Successfully Continuing to Implement Its Rapid & Profitable Growth Strategy
The accelerated growth in sales this quarter resulted from a combination of rapid internal growth in Frutarom’s core activities - Flavors and Specialty Fine Ingredients - and the acquisitions carried out.
Sales
Frutarom sales for the first quarter of 2016 rose 32.7% to reach US$ 257.7 million compared with US$ 194.2 million in the parallel quarter, reflecting constant-currency growth in pro-forma terms of 5.9% from the parallel period. Changes in the exchange rates of currencies with which the Company operates against the US dollar reduced sales growth in pro-forma terms by 4.2%.
Sales for Frutarom’s core activities (Flavors and Specialty Fine Ingredients) for the first quarter of 2016 as reported in US dollars rose 37.1% to reach a record US$ 240.8 million compared with US$ 175.6 million in the parallel quarter last year, reflecting constant-currency growth in pro-forma terms of 6.3% from the parallel quarter. Currency effects reduced sales in pro-forma terms by 3.7%.
Sales in the field of Flavors for the first quarter of 2016 as reported in US dollars rose 36.8% to reach a record US$ 182.4 million compared with US$ 133.4 million in the parallel quarter last year, reflecting constant-currency growth in pro-forma terms of 5.3% from the parallel quarter. Currency effects reduced sales in pro-forma terms by 4.4%.
Sales in the field of Specialty Fine Ingredients for the first quarter of 2016 as reported in US dollars rose 39.3% to reach a record US$ 60.3 million compared with US$ 43.2 million in the parallel quarter, reflecting constant-currency growth in pro-forma terms of 11.0% from the parallel period. Currency effects reduced sales in pro-forma terms by 1.3%.
Sales in the field of Trade and Marketing (not a core activity of Frutarom) for the first quarter of 2016 as reported in US dollars rose 1.0% on a constant currency basis. Without adjusting for currency effects, sales in the first quarter of 2016 declined by 9.0% to US$ 16.9 million compared with US$ 18.6 million in the parallel quarter. Currency effects reduced sales by 10.0%.
Profits and margins
In Q1 2016 Frutarom achieved record results in sales, gross profit, operating profit, EBITDA and net income.

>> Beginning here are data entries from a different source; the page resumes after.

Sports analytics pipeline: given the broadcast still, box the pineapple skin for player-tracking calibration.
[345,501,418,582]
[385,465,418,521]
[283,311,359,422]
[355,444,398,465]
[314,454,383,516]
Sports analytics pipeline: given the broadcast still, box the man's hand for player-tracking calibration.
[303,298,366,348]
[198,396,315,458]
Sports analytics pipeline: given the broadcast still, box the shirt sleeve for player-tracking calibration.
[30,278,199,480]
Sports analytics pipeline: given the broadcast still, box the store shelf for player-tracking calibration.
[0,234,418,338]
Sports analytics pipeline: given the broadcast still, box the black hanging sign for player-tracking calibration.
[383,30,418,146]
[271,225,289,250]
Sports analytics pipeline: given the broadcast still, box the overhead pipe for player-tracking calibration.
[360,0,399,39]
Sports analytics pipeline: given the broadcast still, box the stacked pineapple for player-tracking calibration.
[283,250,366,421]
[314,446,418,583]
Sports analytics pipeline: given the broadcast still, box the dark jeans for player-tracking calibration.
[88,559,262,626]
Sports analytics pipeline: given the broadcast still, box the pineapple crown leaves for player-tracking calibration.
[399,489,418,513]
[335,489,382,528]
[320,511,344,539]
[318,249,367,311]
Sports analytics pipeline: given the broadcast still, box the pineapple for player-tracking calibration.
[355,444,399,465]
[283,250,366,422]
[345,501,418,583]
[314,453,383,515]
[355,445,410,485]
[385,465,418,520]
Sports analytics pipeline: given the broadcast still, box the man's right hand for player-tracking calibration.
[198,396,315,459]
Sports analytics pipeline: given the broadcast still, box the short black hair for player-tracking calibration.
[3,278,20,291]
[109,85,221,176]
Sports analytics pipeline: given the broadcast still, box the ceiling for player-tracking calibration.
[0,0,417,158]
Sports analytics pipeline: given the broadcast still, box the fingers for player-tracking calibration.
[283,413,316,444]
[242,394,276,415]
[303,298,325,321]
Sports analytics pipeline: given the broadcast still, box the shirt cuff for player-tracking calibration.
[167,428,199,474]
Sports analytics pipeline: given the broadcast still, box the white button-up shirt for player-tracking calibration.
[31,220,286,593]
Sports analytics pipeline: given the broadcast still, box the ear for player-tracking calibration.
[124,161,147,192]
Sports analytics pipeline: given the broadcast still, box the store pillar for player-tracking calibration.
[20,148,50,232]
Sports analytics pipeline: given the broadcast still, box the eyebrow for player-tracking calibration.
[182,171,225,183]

These record results were achieved despite the effects of shifts in the exchange rates of currencies in which the Company operates against the US dollar which had a 4.2% negative impact on the sales and profit reported in USD (in pro-forma terms).
Profits for the core businesses, comprising the Flavors activity and the Specialty Fine Ingredients activity, reached record levels and, adjusted for the non-recurring expenses, gross profit for the core businesses in the first quarter rose 37.1% and reached US$ 96.8 million (gross margin of 40.2%), operating profit rose 29.6% and reached US$ 36.7 million (operating margin of 15.2%) and EBITDA rose 29.1% and reached US$ 46.0 million (EBITDA margin of 19.1%).
Non-recurring expenses were recorded this quarter concerning the actions being taken by Frutarom towards optimizing its resources, amalgamating plants, and towards attaining maximal operational efficiency. These non-recurring expenses reduced reported gross profit for the quarter by US$ 1.5 million, operating profit by US$ 7 million and net income by US$ 4.9 million. Most of the non-recurring expenses concern the reorganization being carried out by the Company on its savory activity in Germany and center around closing Frutarom's main production plant at Stuttgart during 2016, including provisions for severance pay, along with steps to combine the R&D and sales and marketing platforms for the savory activity in Europe and with regards to the acquisitions performed during the quarter. The reorganization of savory activity is expected to bring savings on an annual basis of over US$12 million, most of which will realized towards the end of 2016 and part of it in the first quarter of 2017.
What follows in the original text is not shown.